Gulliver's Space Travels - Miyazaki Emerges

This is a spectacular find! This is the climactic scene to Toei Doga's 1965 feature animation, Gulliver's Space Travels. But it's also more than that. It's history.

Every dedicated Ghibli Freak knows the story behind Gulliver's Space Travels. It's the story of a young 23-year-old college graduate, who first emerges as a serious creative talent. He was first hired by the studio in 1963, and was employed as a lowly in-between animator for the film Wan Wan Chushingura, a reenactment of the Japanese tale of "The 40 Ronin," with dogs.

Gulliver's Travels would be his second film, again serving as an in-betweener. For animators, this is the entry-level job, the bottom rung on the ladder. But Toei was a special place, full of democratic ferver, its union strong and powerful. The young animator would join the union and eventually become its president. He was something of a hotheaded youth, who aspired to draw comics until the lure of animation took hold. He was full of ideas and he wasn't afraid to share them.

The story of Gulliver's Space Travels involve an aging Gulliver leading a team of young explorers to a distant world, where its robot population was enslaved. They would unite against the oppressed robots and defeat the invaders.

But the young animator was not impressed with the ending. So he got it in his head to change it, and he walked straight up to the movie's director and explained his idea. In this new version, the inhabitants of this world were not robots, but revealed to be people trapped inside the metal shells. At the end, the robot princess would break from her shell and the human princess would be rescued.

The director is greatly impressed. He agrees. The ending is changed, and the movie finishes with a surprise ending that completely changes the nature of the entire movie. Instead of defeating a robot army, the heroes were rescuing a people and saving their humanity.

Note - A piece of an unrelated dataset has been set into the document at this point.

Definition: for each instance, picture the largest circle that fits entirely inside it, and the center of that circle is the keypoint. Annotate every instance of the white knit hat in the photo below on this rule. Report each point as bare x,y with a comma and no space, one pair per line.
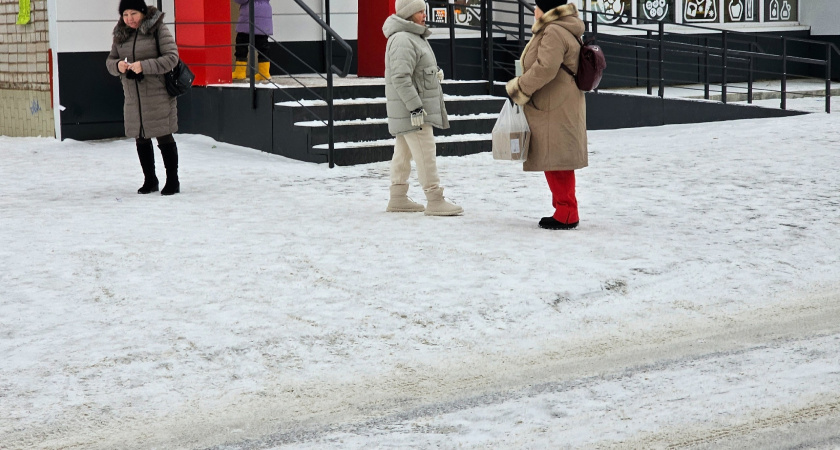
407,8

That is the story of the young Hayao Miyazaki, and that is the scene we are watching here. This story has become the stuff of legend, and it's thrilling to finally be able to see it. It really is a great ending; I only wish there were more than a handful of clips on YouTube.

One last thing I noticed when I was watching. Pay close attention to the dog at 1:05. He pokes his finger against the robot shell. 20 years later, this exact shot would be riffed in My Neighbor Totoro - the shot of Mei poking Totoro's tail.


Stephen Ingram said...

Found this fascinating. I had seen this movie as a child years ago and could not remember its name. Spent a lot of time searching before I finally found it on video and enjoyed it fondly. I was surprised when I originally found out about the tie in with Hayao Miyazaki as I was such a fan of his work. Thanks for posting the information.